Lançada no início da Quaresma, a Campanha da Fraternidade é realizada anualmente pela Igreja Católica. Nos últimos 40 anos, contemplou temas como violência, desemprego, racismo, meio ambiente, mas desde 1998 tem dado especial ênfase a temas “em defesa da vida”. Em sintonia com o documento da V Conferência de Aparecida, reunião realizada ano passado com a presença do papa Bento XVI, a Campanha de 2008 trata de sexualidade e afetividade, esterilidade, gestação indesejada, de questões de bioética – especialmente as relacionadas às pesquisas com células-tronco embrionárias –, aborto e eutanásia. A escolha desses temas ocorreu em um momento em que o Congresso estuda a possibilidade de descriminalização do aborto e o Supremo Tribunal Federal analisa a constitucionalidade das pesquisas com células-tronco embrionárias.

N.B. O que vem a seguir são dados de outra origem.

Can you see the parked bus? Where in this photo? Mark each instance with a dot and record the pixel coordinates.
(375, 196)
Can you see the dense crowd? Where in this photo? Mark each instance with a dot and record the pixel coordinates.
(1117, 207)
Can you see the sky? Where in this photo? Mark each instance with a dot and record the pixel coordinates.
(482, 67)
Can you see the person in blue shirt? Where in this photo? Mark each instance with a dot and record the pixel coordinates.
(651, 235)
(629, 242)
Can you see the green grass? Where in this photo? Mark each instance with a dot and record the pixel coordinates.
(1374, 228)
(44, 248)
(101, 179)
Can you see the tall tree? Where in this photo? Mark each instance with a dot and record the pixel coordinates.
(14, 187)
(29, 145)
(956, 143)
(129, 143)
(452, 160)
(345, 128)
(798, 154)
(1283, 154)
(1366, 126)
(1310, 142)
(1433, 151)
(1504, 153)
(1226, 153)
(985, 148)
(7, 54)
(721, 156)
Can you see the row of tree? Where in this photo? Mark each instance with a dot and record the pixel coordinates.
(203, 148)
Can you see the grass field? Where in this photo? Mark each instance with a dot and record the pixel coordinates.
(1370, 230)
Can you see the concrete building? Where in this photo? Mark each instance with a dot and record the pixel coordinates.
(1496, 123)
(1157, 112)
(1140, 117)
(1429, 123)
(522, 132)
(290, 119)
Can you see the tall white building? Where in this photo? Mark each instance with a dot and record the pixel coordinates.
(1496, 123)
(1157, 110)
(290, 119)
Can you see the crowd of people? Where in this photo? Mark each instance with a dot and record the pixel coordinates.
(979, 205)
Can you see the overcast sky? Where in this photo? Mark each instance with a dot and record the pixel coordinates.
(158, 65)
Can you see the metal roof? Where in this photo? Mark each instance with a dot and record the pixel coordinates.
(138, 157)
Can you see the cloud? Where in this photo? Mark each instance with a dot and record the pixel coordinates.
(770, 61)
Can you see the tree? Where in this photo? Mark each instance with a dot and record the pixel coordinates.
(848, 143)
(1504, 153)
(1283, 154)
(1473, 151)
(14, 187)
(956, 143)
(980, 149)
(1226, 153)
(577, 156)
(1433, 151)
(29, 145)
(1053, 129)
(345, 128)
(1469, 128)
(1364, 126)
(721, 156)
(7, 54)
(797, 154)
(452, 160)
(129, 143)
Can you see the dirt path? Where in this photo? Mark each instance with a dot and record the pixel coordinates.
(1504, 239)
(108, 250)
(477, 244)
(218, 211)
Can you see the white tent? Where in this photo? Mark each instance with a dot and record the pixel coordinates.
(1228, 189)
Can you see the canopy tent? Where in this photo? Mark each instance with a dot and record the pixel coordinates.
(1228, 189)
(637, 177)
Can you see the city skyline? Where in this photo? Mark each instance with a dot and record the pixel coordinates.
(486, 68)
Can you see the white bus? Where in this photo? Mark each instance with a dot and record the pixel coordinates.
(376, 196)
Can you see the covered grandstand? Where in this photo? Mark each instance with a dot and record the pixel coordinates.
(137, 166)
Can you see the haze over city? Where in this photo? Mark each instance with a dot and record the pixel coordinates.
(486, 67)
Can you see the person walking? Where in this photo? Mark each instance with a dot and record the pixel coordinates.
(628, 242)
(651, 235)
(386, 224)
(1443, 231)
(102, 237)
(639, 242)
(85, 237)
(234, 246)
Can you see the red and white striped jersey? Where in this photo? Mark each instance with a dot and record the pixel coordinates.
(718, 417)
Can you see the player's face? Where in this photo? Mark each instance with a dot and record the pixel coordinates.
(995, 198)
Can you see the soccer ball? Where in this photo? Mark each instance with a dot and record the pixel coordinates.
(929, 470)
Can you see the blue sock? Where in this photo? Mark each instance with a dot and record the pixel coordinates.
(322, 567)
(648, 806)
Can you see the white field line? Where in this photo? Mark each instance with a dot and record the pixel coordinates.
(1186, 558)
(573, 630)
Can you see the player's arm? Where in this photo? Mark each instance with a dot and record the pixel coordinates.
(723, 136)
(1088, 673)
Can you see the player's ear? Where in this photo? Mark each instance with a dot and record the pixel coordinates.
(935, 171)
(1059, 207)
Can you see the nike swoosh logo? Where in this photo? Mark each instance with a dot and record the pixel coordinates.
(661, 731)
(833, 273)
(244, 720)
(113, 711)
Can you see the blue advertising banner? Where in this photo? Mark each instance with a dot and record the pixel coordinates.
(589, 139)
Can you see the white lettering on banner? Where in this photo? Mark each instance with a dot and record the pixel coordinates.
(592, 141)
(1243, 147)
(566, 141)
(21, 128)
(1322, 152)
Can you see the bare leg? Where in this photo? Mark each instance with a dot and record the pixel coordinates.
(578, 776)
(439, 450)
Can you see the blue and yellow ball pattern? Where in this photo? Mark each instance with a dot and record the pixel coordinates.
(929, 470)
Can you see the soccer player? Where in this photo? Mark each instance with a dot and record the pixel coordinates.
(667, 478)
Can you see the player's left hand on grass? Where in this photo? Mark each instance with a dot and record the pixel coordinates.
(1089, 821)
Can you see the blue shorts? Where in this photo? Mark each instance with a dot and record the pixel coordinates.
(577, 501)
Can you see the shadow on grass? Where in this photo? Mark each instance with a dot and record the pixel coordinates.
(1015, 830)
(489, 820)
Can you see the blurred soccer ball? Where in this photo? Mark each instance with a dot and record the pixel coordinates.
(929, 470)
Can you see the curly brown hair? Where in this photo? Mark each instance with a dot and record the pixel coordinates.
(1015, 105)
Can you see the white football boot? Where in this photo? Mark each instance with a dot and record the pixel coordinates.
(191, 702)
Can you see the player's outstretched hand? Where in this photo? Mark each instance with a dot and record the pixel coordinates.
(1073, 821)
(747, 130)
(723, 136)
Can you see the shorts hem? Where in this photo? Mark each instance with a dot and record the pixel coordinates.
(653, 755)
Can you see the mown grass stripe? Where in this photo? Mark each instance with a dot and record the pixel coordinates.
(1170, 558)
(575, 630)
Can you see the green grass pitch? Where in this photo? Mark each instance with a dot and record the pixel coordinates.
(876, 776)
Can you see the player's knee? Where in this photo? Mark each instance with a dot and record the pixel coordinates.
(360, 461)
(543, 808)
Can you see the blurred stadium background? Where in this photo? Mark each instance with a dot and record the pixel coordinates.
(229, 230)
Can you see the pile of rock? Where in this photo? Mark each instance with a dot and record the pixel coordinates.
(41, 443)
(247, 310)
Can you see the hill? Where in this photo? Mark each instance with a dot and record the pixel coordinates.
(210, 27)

“A Igreja se opõe a qualquer tipo de manipulação de embriões e a outros tópicos relativos à dimensão reprodutiva do ser humano, como a pílula e o preservativo. A resistência a esses temas é aceitável. Inaceitável é dizer que a sociedade está errada e é criminosa, e que Deus mandou fazer de uma determinada maneira. A Igreja não tem competência para dizer que qualquer forma de aborto ou intervenções com células-tronco embrionárias sejam inaceitáveis”, avalia o teólogo Olinto Pegoraro, professor de ética no Departamento de Filosofia e presidente da Comissão de Ética em Pesquisa da Universidade do Estado do Rio de Janeiro (UERJ).
“A ética laica é fundamentada no princípio da qualidade ou da disponibilidade da vida – o homem se apropria de sua vida, e dispõe dela da maneira que ele acha melhor com uma limitação referente aos efeitos negativos que seu comportamento pode ter sobre terceiros”, analisa o especialista em bioética Fermin Roland Schramm, professor da Escola Nacional de Saúde Pública da Fiocruz.
Roland lembra que, embora o conceito de fraternidade tenha sido incorporado nos ideais da Revolução Francesa, foi esquecido na articulação com a liberdade e a igualdade. “É o conceito mais difícil dos três, do ponto de vista filosófico. A Igreja aceitou a fraternidade – uma forma não atéia de comunismo – mas nunca aceitou a autonomia individual, por esta ser de fato o que atacava o seu poder. Eles sempre tentaram controlar os indivíduos, como tentam fazer agora através da Campanha da Fraternidade”.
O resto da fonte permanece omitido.